CONCORD, N.H. – The new Food Safety Modernization Act became law early in 2011 and is now going through an implementation process that includes making new rules for food producers.

Tim Huth owns a vegetable farm, and says the proposed new rules are really going to hurt small to mid-size operations such as his.

"My end-users and eaters know me,” he says. “They've been out to my place, they've walked around. We exchange information weekly. We eat the same food.

“It's not the case for somebody that's shipping it all over the country. They're much more removed, through seven or eight middlemen."

Huth is concerned that the new rules will put a lot of small farms out of business and reduce the supply of fresh local produce to schools and hospitals.

In particular, he says the rules regarding use of manure will force farmers to use chemicals rather than natural substances.

Huth adds the new rules are at least partly a reaction to a number of food-borne illness outbreaks in recent years.

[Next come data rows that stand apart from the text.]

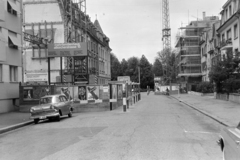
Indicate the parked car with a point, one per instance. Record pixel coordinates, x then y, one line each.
230 143
51 106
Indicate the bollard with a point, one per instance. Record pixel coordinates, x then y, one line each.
124 98
110 85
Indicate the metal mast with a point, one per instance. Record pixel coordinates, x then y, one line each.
166 30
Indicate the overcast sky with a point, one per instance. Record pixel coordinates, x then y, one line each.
134 26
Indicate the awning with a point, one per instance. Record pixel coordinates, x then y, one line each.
227 47
14 6
15 41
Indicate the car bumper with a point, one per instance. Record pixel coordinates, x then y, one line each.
45 116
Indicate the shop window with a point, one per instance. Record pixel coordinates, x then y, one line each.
13 73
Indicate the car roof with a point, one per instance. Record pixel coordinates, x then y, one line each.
54 95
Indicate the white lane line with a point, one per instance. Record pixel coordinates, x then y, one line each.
199 132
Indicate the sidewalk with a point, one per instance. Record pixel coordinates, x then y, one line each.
225 112
13 120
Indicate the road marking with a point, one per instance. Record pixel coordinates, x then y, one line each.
200 132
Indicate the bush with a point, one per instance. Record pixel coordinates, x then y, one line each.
205 87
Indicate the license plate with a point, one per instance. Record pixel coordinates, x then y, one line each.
42 117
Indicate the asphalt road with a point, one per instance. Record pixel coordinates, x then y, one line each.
156 128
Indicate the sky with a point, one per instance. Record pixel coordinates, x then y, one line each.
134 27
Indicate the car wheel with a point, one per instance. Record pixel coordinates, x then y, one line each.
36 121
58 118
70 113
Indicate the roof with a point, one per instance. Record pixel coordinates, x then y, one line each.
97 25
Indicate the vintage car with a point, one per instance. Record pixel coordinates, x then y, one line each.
51 106
230 143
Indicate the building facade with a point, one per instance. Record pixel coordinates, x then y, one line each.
189 52
229 29
10 53
62 22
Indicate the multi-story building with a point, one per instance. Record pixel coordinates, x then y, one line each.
63 22
229 29
10 53
189 52
209 42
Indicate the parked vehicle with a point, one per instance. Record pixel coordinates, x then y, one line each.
51 106
230 143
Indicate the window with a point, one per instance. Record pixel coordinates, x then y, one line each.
13 73
12 40
1 74
235 31
10 9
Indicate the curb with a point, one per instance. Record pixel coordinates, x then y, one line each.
13 127
206 114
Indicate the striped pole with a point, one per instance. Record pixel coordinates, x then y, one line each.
124 97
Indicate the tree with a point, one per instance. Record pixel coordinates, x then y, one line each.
146 74
124 67
115 67
225 74
157 68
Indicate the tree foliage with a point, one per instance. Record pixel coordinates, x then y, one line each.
225 75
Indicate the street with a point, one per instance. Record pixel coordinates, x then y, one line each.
155 128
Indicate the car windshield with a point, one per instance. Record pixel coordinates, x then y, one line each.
46 100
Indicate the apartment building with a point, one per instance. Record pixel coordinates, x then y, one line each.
229 29
62 22
10 53
210 52
189 52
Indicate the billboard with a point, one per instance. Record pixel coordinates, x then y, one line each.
67 49
124 79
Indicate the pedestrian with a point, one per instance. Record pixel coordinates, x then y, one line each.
148 90
167 91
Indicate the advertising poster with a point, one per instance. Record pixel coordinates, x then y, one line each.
105 92
82 92
67 91
92 92
119 89
114 91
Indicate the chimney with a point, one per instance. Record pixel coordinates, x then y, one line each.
204 15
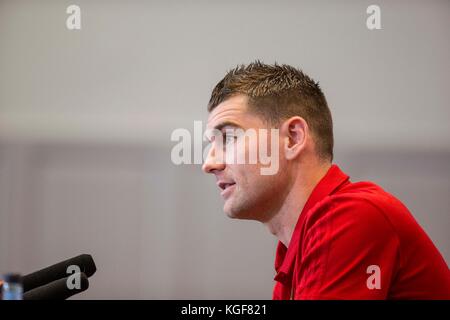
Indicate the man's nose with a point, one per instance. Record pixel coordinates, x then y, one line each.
213 163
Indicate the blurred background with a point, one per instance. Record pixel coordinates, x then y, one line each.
86 117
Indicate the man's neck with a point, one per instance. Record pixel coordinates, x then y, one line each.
283 223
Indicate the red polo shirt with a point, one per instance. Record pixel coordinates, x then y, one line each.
356 241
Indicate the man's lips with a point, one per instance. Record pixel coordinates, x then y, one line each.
226 186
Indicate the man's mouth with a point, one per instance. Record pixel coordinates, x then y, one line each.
227 188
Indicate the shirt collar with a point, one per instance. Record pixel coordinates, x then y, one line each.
285 257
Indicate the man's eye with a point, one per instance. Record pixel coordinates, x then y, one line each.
229 138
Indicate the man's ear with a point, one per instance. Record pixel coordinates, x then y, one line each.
294 133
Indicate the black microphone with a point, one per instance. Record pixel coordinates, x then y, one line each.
58 271
57 290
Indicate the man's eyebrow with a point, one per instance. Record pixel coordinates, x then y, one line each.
224 124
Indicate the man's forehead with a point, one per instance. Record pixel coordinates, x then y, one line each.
232 110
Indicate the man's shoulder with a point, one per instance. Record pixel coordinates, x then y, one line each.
362 203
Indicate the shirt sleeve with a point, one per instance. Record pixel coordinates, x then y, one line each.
349 251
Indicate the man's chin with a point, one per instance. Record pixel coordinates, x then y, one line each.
234 213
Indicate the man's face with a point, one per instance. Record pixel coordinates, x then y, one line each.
248 194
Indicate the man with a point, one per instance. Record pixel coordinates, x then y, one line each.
337 239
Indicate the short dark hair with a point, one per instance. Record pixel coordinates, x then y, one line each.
278 92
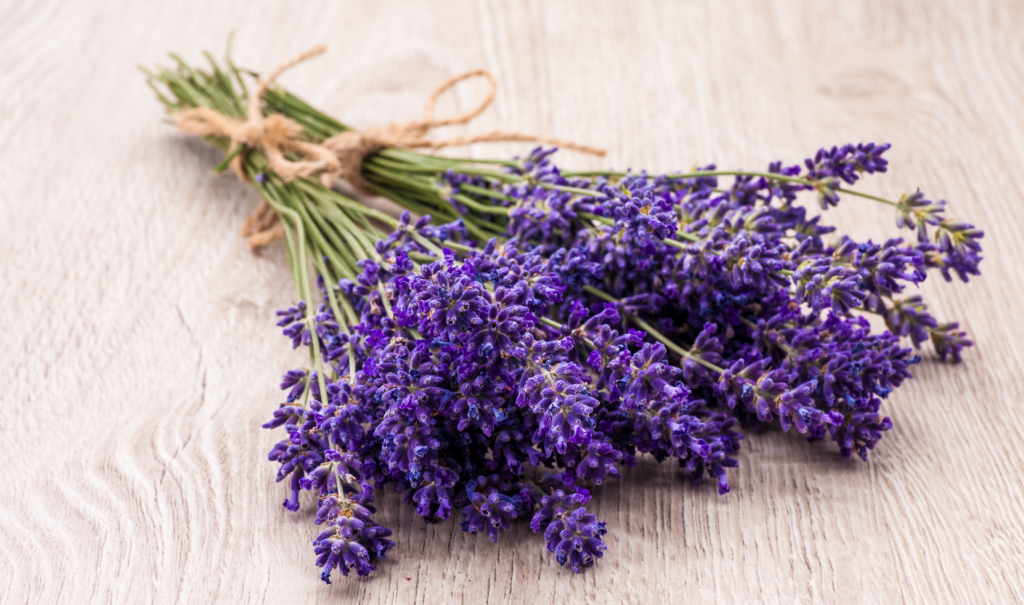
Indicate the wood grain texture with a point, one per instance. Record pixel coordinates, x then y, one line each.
139 356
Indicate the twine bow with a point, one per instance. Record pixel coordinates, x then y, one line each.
339 156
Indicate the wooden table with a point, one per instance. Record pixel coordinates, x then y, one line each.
139 354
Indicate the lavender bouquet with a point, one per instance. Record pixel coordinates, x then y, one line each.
534 331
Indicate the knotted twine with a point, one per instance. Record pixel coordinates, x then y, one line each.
339 156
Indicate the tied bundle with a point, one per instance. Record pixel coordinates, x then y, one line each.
534 331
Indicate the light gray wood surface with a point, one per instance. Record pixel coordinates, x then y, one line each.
139 355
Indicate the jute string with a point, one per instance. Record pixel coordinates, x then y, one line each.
342 155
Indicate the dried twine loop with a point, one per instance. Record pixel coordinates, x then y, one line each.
342 155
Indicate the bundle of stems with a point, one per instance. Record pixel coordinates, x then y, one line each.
531 317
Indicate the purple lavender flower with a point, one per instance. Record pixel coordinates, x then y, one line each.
351 544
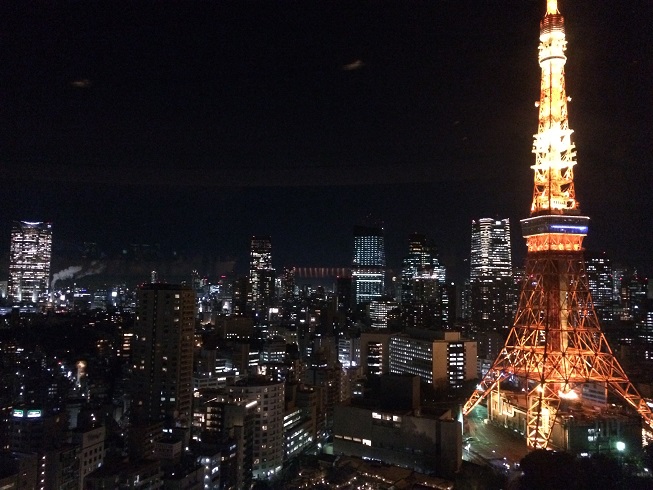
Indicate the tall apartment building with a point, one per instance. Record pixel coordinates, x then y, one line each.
368 264
162 354
261 274
490 275
599 276
29 260
443 359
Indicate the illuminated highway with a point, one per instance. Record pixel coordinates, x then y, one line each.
485 443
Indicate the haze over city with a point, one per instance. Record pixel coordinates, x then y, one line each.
196 128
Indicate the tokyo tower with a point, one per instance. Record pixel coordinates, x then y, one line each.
556 344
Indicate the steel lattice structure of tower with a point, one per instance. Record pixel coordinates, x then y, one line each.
556 343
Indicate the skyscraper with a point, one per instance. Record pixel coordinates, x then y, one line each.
423 292
162 354
29 260
556 351
421 262
599 276
261 274
368 265
490 274
491 252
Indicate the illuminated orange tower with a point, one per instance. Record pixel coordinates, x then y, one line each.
556 343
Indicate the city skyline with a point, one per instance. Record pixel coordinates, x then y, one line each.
296 122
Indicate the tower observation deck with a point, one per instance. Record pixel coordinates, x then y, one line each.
556 344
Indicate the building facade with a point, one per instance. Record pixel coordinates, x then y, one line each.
162 354
368 264
29 261
261 274
491 287
442 359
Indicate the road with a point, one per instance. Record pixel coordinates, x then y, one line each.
485 443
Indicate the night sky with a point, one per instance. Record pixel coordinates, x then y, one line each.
197 124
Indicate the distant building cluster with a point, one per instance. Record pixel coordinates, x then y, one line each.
221 382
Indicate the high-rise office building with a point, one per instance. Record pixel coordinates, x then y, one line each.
162 354
29 260
368 266
556 353
491 252
599 278
443 359
421 261
490 276
261 274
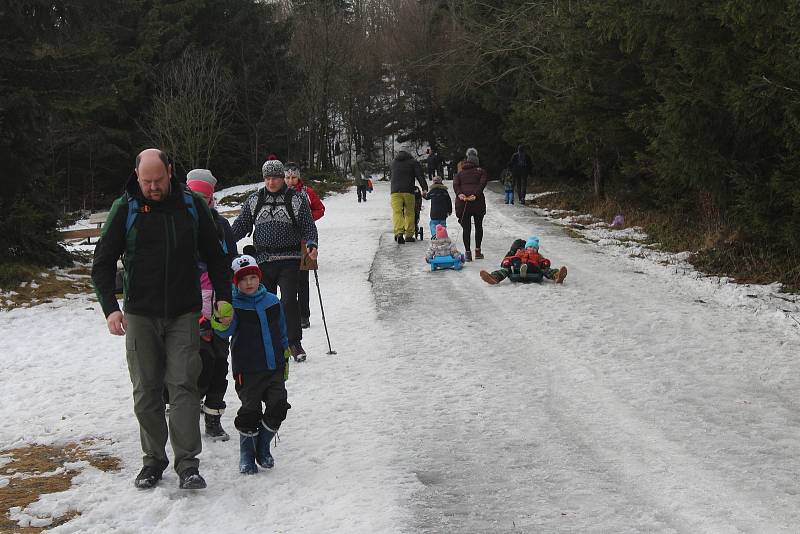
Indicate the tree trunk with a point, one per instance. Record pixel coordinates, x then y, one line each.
599 182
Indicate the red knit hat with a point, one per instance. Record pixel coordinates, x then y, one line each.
244 265
204 188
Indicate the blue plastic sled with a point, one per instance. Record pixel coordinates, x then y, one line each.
445 262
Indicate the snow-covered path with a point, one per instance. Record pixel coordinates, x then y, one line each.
618 402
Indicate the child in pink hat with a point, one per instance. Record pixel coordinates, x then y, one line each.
442 246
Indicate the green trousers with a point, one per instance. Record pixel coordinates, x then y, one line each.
165 353
403 214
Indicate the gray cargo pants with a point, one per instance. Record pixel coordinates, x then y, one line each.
165 353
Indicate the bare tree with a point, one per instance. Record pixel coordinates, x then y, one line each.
193 100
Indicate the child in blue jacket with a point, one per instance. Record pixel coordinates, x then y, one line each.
260 362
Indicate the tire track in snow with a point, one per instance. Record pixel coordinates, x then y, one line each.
506 439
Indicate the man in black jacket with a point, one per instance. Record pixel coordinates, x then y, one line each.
520 167
160 229
404 170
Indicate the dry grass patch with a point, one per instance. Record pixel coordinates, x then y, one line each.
38 469
45 286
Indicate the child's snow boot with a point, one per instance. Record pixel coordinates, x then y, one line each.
489 278
247 453
560 275
263 455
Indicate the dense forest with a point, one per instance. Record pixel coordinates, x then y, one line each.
690 108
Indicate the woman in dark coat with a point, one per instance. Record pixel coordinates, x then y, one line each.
470 203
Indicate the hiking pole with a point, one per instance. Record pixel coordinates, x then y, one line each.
324 323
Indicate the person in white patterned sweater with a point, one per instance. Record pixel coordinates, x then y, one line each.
279 219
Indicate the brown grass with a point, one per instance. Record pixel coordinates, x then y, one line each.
41 289
717 249
31 474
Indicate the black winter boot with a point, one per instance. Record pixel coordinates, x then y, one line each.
148 477
190 479
263 455
247 453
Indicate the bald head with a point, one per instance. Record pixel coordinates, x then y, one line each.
153 173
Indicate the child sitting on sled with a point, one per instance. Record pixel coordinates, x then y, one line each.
442 247
523 263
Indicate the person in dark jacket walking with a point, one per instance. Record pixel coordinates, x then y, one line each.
435 163
279 219
405 169
260 357
441 204
520 167
213 382
294 181
471 203
361 176
160 228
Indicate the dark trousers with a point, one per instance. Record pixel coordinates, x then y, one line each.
284 274
253 389
302 294
521 185
466 224
213 381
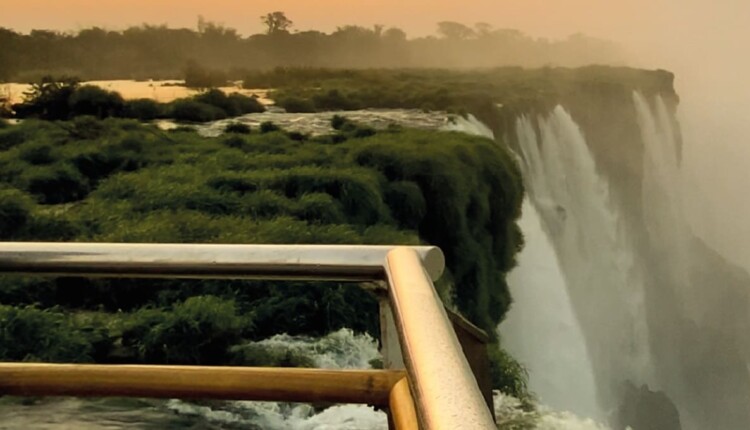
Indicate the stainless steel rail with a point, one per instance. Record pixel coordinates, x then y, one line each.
445 391
331 262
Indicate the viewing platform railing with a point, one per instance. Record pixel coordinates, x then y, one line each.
428 383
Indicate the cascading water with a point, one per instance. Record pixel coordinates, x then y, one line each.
597 262
657 309
541 330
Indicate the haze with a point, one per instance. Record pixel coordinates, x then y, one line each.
703 42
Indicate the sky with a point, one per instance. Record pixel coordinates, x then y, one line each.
704 42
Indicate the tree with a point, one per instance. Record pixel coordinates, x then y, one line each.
454 30
483 28
276 22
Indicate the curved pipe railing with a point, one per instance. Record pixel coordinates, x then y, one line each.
299 262
445 392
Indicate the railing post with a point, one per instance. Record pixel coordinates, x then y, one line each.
390 349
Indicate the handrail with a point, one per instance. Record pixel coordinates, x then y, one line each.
443 388
196 382
446 394
305 262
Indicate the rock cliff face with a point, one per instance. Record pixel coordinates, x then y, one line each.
656 306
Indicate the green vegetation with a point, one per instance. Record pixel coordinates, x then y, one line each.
122 181
64 98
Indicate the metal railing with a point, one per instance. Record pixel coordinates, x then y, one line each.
437 391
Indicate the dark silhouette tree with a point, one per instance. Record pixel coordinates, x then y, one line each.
454 30
276 22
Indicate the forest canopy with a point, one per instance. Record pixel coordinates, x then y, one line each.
153 51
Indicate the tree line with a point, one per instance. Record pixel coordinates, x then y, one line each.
153 51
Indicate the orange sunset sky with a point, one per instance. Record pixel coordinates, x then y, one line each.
648 27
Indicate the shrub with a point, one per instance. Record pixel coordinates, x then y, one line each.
97 102
53 184
234 142
48 99
15 211
197 76
233 105
237 128
507 374
198 331
37 153
252 354
338 122
30 334
142 109
243 104
319 207
194 111
406 202
268 127
296 105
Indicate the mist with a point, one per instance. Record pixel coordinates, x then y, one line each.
704 45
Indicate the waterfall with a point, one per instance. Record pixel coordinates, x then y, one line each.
590 305
541 329
624 290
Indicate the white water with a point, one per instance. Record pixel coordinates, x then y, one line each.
541 330
603 282
341 349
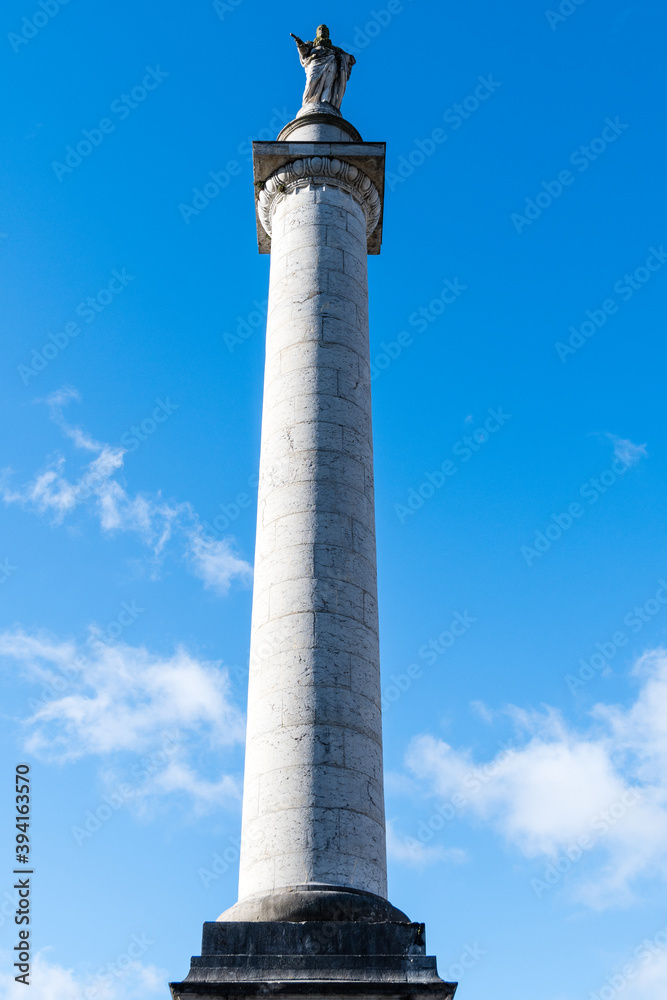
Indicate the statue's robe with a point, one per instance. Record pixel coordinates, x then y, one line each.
327 73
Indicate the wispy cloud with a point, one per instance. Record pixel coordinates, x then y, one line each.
119 700
607 781
50 981
213 561
626 451
98 490
415 853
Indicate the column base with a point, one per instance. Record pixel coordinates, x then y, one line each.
315 901
331 959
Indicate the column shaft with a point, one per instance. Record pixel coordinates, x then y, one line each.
313 809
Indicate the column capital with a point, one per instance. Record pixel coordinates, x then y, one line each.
280 167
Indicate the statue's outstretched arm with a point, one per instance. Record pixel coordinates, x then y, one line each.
303 47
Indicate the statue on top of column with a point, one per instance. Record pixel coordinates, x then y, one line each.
327 69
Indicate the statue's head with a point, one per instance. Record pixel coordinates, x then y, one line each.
322 36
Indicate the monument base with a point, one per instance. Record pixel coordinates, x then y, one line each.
314 958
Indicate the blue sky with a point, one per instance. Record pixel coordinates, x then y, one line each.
517 333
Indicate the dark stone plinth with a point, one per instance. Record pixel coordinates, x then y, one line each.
314 958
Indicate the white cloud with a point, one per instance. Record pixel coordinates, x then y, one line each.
50 981
415 853
97 489
626 451
214 562
109 700
607 783
650 979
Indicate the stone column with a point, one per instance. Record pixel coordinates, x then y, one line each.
313 807
312 918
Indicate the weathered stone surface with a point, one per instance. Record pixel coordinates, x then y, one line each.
362 950
316 817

"None of these food-borne illnesses that we've seen across the country have been born from these small little farms that market in a very short area,” he explains. “They've been grown out of industrial acreages and grown out of many, many, many, many middlemen. I don't know why we need to be on a par with those folks when it comes to our level of regulation."

According to Huth, the proposed new rules are far too restrictive and won't really improve food safety. All they'll do, he says, is restrict access to local food.

"Making it so that vegetables and fruits shouldn't really be grown in the backyard, even, they should only be bought from Dole,” he maintains. “They should only be bought from Cal Organics. Why should someone growing a million dollars of corn not be able to also have a little farmer's market stand without having to build a $25,000 to $500,000 packing facility to wash those few carrots?"